Vorerst konzentrieren sich die VZO deshalb auf jene Herausforderungen, bei denen sie nicht nur von der Industrie abhängig sind. Dazu gehört der Ausbau der Ladeinfrastruktur in den Depots. Die angeschafften mobilen Ladegeräte und die derzeit verfügbare Strommenge würden zwar für die drei Busse ausreichen. «Mehr geht aber nicht», sagt Schmid.

Für zusätzliche Busse sind leistungsstärkere Stromleitungen nötig. «Sonst hätte plötzlich halb Grüningen keinen Strom mehr.» Die entsprechenden Vorprojekte sind aufgegleist. Läuft alles nach Plan, starten die Installationsarbeiten in den Depots ab 2025.

Der schrittweise Umstieg und das langsame Herantasten an die neue Technologie bieten den VZO also in vielerlei Hinsicht Vorteile. «Es ist für uns genial, so einzusteigen und den Umgang mit den neuen Bussen zu lernen», findet Blatti. Zu dieser Lernphase gehört nicht zuletzt, Erfahrungswerte zu sammeln.

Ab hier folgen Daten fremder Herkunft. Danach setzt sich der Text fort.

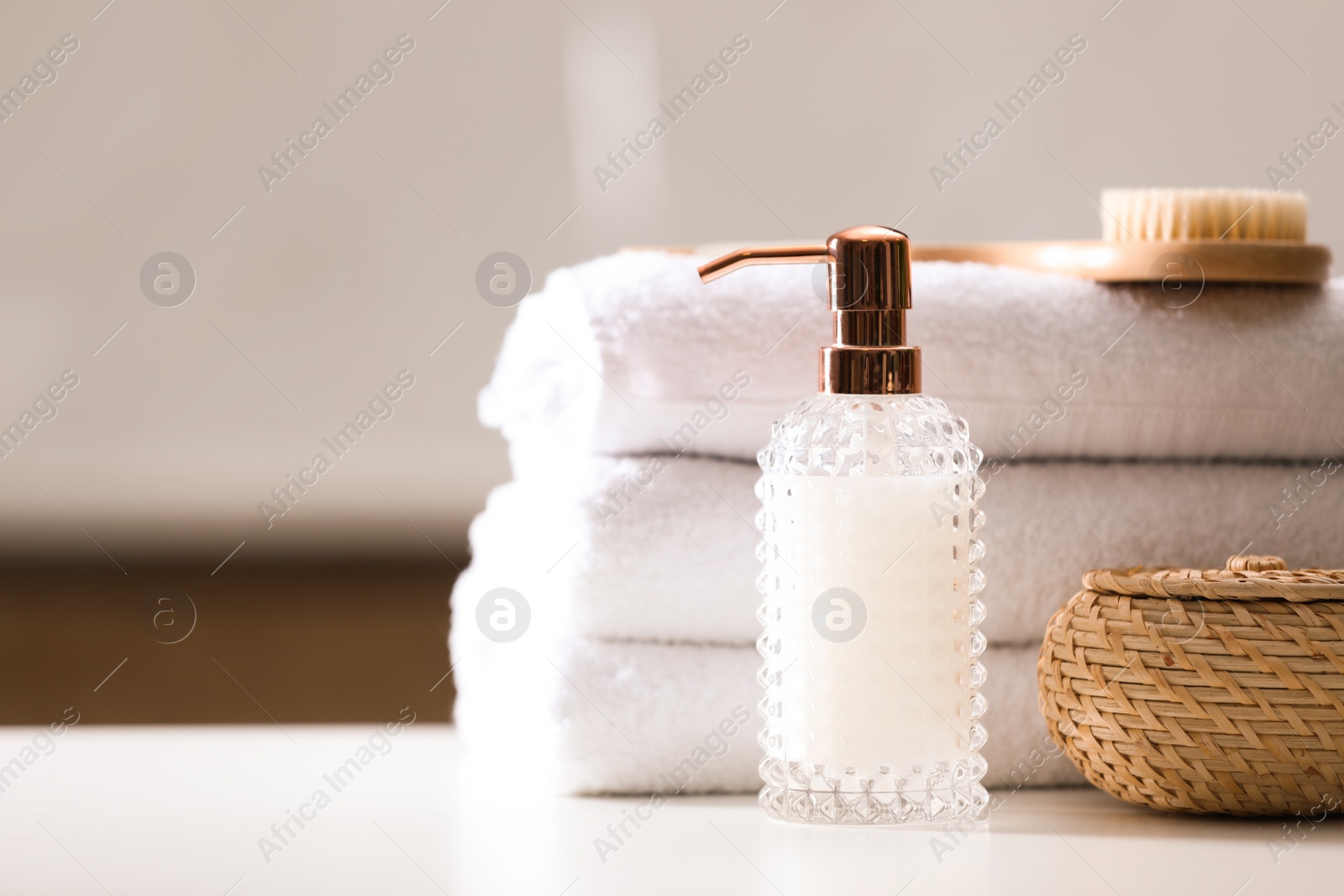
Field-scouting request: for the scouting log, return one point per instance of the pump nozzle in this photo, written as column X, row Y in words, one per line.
column 869, row 288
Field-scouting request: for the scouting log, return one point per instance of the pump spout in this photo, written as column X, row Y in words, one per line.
column 815, row 253
column 869, row 291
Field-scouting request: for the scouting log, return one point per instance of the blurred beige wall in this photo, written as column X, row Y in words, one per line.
column 315, row 291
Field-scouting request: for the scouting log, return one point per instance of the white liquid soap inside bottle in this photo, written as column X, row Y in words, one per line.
column 870, row 582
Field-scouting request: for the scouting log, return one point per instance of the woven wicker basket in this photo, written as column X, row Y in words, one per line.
column 1214, row 691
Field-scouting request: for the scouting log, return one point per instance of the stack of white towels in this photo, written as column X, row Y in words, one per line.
column 1120, row 432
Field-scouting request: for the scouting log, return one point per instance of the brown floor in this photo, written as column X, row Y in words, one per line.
column 291, row 642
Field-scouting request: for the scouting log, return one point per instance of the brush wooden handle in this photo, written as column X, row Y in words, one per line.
column 1252, row 261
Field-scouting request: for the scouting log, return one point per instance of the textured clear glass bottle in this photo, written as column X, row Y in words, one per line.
column 871, row 613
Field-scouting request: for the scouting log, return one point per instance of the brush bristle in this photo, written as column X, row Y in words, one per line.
column 1167, row 215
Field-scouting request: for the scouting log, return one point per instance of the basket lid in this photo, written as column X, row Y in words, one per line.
column 1245, row 578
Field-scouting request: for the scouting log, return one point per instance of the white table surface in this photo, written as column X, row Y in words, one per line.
column 181, row 809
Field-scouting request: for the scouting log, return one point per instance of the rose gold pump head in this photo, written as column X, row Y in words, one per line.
column 869, row 285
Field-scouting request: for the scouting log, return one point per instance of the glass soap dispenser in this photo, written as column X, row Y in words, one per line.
column 871, row 579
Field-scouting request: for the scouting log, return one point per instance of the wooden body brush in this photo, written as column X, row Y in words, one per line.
column 1221, row 235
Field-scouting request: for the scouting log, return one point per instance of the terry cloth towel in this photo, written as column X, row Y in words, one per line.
column 631, row 354
column 591, row 716
column 598, row 555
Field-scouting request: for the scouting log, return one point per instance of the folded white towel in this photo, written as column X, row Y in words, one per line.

Fragezeichen bei Lebensdauer

Solche Werte fehlen beispielsweise auch bei der Lebensdauer der neuen Busse fast noch gänzlich – und dies ist nicht zuletzt finanziell relevant. In der Anschaffung seien die neuen Fahrzeuge rund 70 Prozent teurer als ihre Vorgänger. Ein 18 Meter langer Gelenkbus kostet 900’000, der mit 12 Metern etwas kürzere Standardbus 680’000 Franken. «Allerdings fallen auf die Lebensdauer gerechnet im Unterhalt weniger Kosten an», erklärt Schmid.

Derzeit gehen die VZO davon aus, dass die Busse ähnlich lange halten wie ihre Vorgänger. Die Lebensdauer von Gelenkbussen liegt bei ungefähr 12 Jahren, jene von Standardbussen bei 15 bis 16 Jahren. Dies entspricht jeweils zirka 1,1 Millionen Fahrkilometern.

Bis sämtliche 104 Dieselbusse ersetzt sind, wird es also noch einige Jahre dauern. «Doch wir haben einen klaren Plan und eine Vision», sagt Direktor Schmid. Mit dem Start ins Jahr 2024 brechen die VZO auf in ein neues Zeitalter, in dem es noch einige Hürden zu übersteigen gilt.

Joe Schmid ist vorerst gespannt auf den nächsten grossen Schritt Anfang Februar, die Integration in den Fahrplan: «Es wäre natürlich schön, wenn die Fahrgäste spüren, dass sie in einem Elektrobus sitzen.»